Care Act 2014
- Parliament of the United Kingdom
- Long title: An Act to make provision to reform the law relating to care and support for adults and the law relating to support for carers; to make provision about safeguarding adults from abuse or neglect; to make provision about care standards; to establish and make provision about Health Education England; to establish and make provision about the Health Research Authority; to make provision about integrating care and support with health services; and for connected purposes
- Citation: 2014 c. 23
- Introduced by: Jeremy Hunt MP, Secretary of State for Health (Commons) Frederick Curzon, 7th Earl Howe 9 May 2013 (Lords)
- Territorial extent: England and Wales; Scotland (in part); Northern Ireland (in part);

Dates
- Royal assent: 14 May 2014
- Commencement: 7 July 2014, 15 July 2014 and 1 October 2014

Other legislation
- Amends: House of Commons Disqualification Act 1975; National Health Service Act 2006;

Status: Amended

History of passage through Parliament

Text of statute as originally enacted

Revised text of statute as amended

Text of the Care Act 2014 as in force today (including any amendments) within the United Kingdom, from legislation.gov.uk.

= Care Act 2014 =

Act of the Parliament of the United Kingdom

The Care Act 2014 (c. 23) is an act of the Parliament of the United Kingdom that received royal assent on 14 May 2014, after being introduced on 9 May 2013. The main purpose of the act was to overhaul the existing 60-year-old legislation regarding social care in England. The Care Act 2014 sets out in one place, local authorities’ duties in relation to assessing people's needs and their eligibility for publicly funded care and support.

The Act received the consensus of the three main political parties in the UK during its passage through parliament. The Act was implemented following substantial public consultation but was criticised for some of the funding reforms included within the Act.

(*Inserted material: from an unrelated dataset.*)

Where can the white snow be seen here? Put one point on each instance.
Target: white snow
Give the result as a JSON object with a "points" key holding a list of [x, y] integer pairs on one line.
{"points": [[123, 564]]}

The Act was unusual in respect of being one of the few Acts to have started its progress in the House of Lords rather than the House of Commons.

==Overview of contents==
The Care Act is a lengthy act (129 clauses in the main part of the Act) addressing many issues: from a review of the public consultation 107 recommendations were made of which many were adopted. However some of the major changes were:
- local councils now have a duty to promote the well-being of carers; previously their duty of care only related to the users of the care services;
- anyone receiving care and support from a regulated provider which has been arranged by the council will be covered by the Human Rights Act 1998;
- local councils must enable users or potential users of care services to access independent financial advice on their care funding;
- a new appeals system was introduced for care users to appeal against council decisions on eligibility to care and care funding;
- guidance on safeguarding vulnerable adults, which in England had taken the form of the 2000 No Secrets guidance, was replaced by statutory guidance issued under the legislation.
- Health Education England became a non-departmental public body (NDPB) on 1 April 2015 under the provisions of the act.

==Financial assessment==
Regulations made under the Care Act 2014 specify that a permanent resident of a care home is not eligible for local authority financial assistance if they have capital exceeding £23,250 in value. This limit still applies in 2019.

==Cap on care costs==
Sections 15 and 16 (not yet implemented) specify that local authorities may not charge more in total for meeting eligible care needs than a specified amount which is to be reviewed annually. Once the cap is reached, any further social care needed by the individual is to be provided free of charge. The cap on care costs was due to be in effect from April 2016, but this was delayed to April 2020, by an announcement by Alistair Burt, the Minister of State for Care and Support, on 17 July 2015. The introduction of the cap had been passed into law as part of the Care Act 2014 during the Coalition government, and implementation of this part of the law from 2016 onwards had been accepted by all main political parties during the general election of 2015.

==Changes introduced as a result of COVID-19==
During the COVID-19 pandemic, emergency legislation was introduced by the government known as the Adult Social Care Action Plan. It has four main goals which aimed to reduce the impact of COVID-19 on the adult social care sector. Section 4.6 and 4.7 of the Adult Social Care Action Plan states how the Coronavirus Act 2020 amended the Care Act 2014 by creating "Care Act easements". This meant that in cases of necessity, the legal duties outlined in the Care Act 2014 did not have to be fulfilled during the pandemic. Mencap, a leading charity supporting people with learning disabilities found that 69% of people with learning disabilities who participated in their survey had their care reduced or removed altogether. Through overruling the agreed outcomes of individuals' agreed care plans thousands of disabled people were going without their care as a direct result to policy changes.

The changes to the Care Act expired on 16 July 2021 and are no longer in force.